The overhead power line (OHL) passes through 30km of remote and rugged terrain near Inverness, presenting difficult access conditions at many tower locations. On behalf of Scottish & Southern Electricity Networks (SSE), the project client, Balfour Beatty Utility Solutions (BBUSL) engaged CGL to review 97 tower locations.
CGL initially provided a detailed desk study and a walkover report for three alternative routes, including a risk rating for each tower location and the works needed to enable construction. CGL provided recommendations for targeted ground investigations at appropriate tower locations. CGL carried out these intrusive investigations using wide track rigs and equipment in the most challenging sections to facilitate safe access and to avoid damage to the sensitive environment. Using the data captured an interpretative report was prepared with specific recommendations for tower foundations and temporary works design.

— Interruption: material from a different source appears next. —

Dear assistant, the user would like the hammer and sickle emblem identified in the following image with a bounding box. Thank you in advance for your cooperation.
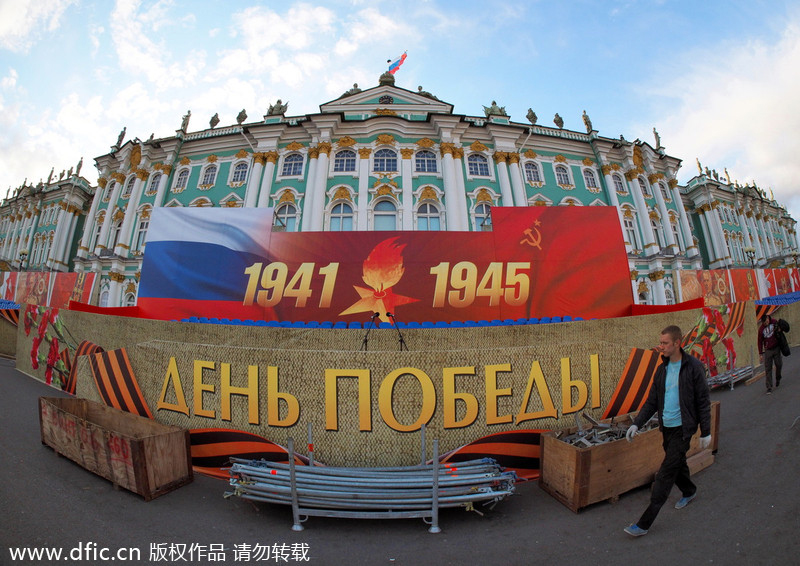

BBUSL instructed CGL to undertake detailed geomorphological assessments of three slopes along remote mountainsides within the route options. Two experienced engineering geologists spent several days in the area assessing the ground form, slope angles, drainage and the underlying geology to reach appropriate conclusions on the potential risk of instability. At one point both the road and rail access north of the site were closed by a landslide indicating the instability of the local landscape.
Temporary Works Design
The engineering geologists recordings allowed identification of specific risks to be mitigated during construction, including rock fall protection, slope instability and design of earthworks for access tracks cutting through steep mountainous terrains. CGL provided specific advice on upgrading work required to the access roads to enable construction of the new towers.
Upgrades principally used slope cuttings and gabion baskets to provide sufficient stability of the loose material in the excavated face. Acting on CGL’s advice, BBUSL made significant savings by reducing the number of gabion baskets compared with the original design concept. This reduction was made possible by CGL’s detailed understanding of the potential for slope failures and substitution of gabions by pinned netting in less risky locations.
On completion of the construction works CGL carried out a walkover to check the access roads were in a suitable condition before handing back to the Forestry Commission, the original landowner.